O aposentado narrou haver percebido que o seu benefício de um salário mínimo começou a sofrer descontos que culminaram no recebimento mensal de somente R$ 415,00, Ao dirigir-se ao banco para saber o que estava acontecendo, descobriu que os descontos se referiam a vários empréstimos efetuados em seu nome.
Por decisão da 16ª Câmara Cível do Tribunal de Justiça de Minas Gerais, que reformou parcialmente sentença proferida pela 2ª Vara Cível da Comarca de Pouso Alegre, o Banco Mercantil do Brasil S/A foi condenado a indenizar o jubilado em R$ 10 mil, por danos morais. Deverá, ainda, ressarcir todos os valores descontados indevidamente, referentes a empréstimos que ele não contratou.

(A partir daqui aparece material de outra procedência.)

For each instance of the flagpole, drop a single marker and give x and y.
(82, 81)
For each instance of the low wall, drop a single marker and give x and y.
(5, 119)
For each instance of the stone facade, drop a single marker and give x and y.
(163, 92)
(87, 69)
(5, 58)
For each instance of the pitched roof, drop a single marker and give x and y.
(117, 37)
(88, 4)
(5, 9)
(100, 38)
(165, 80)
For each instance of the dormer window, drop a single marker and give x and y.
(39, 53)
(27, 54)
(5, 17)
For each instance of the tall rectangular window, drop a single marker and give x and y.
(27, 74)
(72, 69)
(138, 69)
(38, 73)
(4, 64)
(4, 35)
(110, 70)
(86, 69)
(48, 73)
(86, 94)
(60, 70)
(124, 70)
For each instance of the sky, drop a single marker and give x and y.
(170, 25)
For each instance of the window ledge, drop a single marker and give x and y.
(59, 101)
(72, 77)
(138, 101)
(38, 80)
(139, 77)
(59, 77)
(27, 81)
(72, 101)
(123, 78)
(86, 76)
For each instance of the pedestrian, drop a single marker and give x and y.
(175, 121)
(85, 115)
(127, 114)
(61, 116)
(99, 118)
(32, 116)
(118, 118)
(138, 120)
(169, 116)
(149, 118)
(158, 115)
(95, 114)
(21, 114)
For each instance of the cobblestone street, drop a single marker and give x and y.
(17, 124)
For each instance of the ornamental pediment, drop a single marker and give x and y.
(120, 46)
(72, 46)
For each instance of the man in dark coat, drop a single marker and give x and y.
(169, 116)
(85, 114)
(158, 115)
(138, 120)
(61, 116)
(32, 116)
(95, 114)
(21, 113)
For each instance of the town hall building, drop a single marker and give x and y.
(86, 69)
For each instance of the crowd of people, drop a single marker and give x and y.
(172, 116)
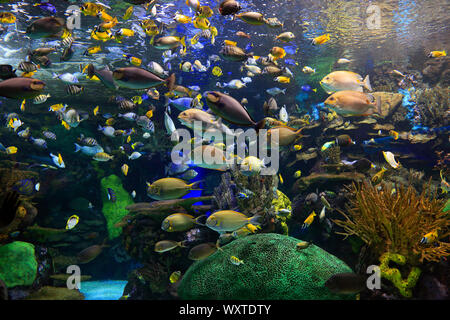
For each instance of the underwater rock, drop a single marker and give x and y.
(55, 293)
(315, 179)
(437, 70)
(389, 102)
(114, 211)
(273, 269)
(60, 280)
(18, 265)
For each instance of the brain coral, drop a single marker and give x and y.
(273, 269)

Saiba mais: Empresa de limpeza – Cota de jovens aprendizes

A 6ª. Turma do TST não admitiu recurso da Corpus contra decisão que a condenou a incluir o número de motoristas, garis e coletores de lixo na base de cálculo da quantidade de aprendizes que deve contratar. Para a maioria dos ministros, o exercício das três funções demanda formação profissional e, portanto, elas precisam ser consideradas na contratação de aprendizes.

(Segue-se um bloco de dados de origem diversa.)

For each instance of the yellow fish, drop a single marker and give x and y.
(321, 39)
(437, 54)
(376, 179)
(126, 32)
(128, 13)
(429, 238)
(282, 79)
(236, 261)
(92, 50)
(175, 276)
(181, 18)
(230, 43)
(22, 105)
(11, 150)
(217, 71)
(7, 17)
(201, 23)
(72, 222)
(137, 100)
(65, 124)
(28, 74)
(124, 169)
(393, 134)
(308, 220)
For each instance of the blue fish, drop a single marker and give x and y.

Comentário: Aposentadoria por invalidez e cumulação de salários e mensalidades de recuperação

Empregado dispensado pela Brasken após 24 dias de haver sido aposentado por invalidez, ao ter o benefício cessado, após 15 anos, quando a perícia médica constatou a recuperação da sua capacidade de trabalho, requereu e obteve na justiça a sua reintegração ao emprego.
Ao julgar o recurso ordinário da empresa o TRT5 determinou ao empregado devolver os valores pagos pelo INSS, a partir do cancelamento da aposentadoria, recebidos a título de mensalidade de recuperação.
Em seu julgamento, a Sexta Turma do TST concluiu que o empregado reintegrado ao serviço depois do término da aposentadoria por invalidez com duração superior a cinco anos tem o direito de receber o salário juntamente com a mensalidade de recuperação paga pelo INSS. Com esse entendimento a Turma afastou a condenação imposta a devolução dos valores recebidos após o fim da aposentadoria. A Turma assentou que tal compreensão é extraída do art. 47, II, da Lei nº 8 213/1991, a qual dispõe que a aposentadoria será mantida sem prejuízo da volta à atividade, portanto, com comando expresso de acumulação do benefício e salário.

Saiba mais: Terceirização em condomínios – Cláusulas anuladas

Reprodução: pixabay.com

Por maioria de votos, a Seção Especializada em Dissídios Coletivos (SDC) do TST declarou nulas cláusulas de convenção coletiva que proibiam a terceirização nos condomínios residenciais e comerciais do Distrito Federal. As cláusulas foram contestadas pelo Sindicato das Empresas de Asseio, Conservação, Trabalho Temporário e Serviços Terceirizáveis do Distrito Federal (SEAC), que teve seu recurso provido pela SDC, conseguindo, assim, derrubar a proibição.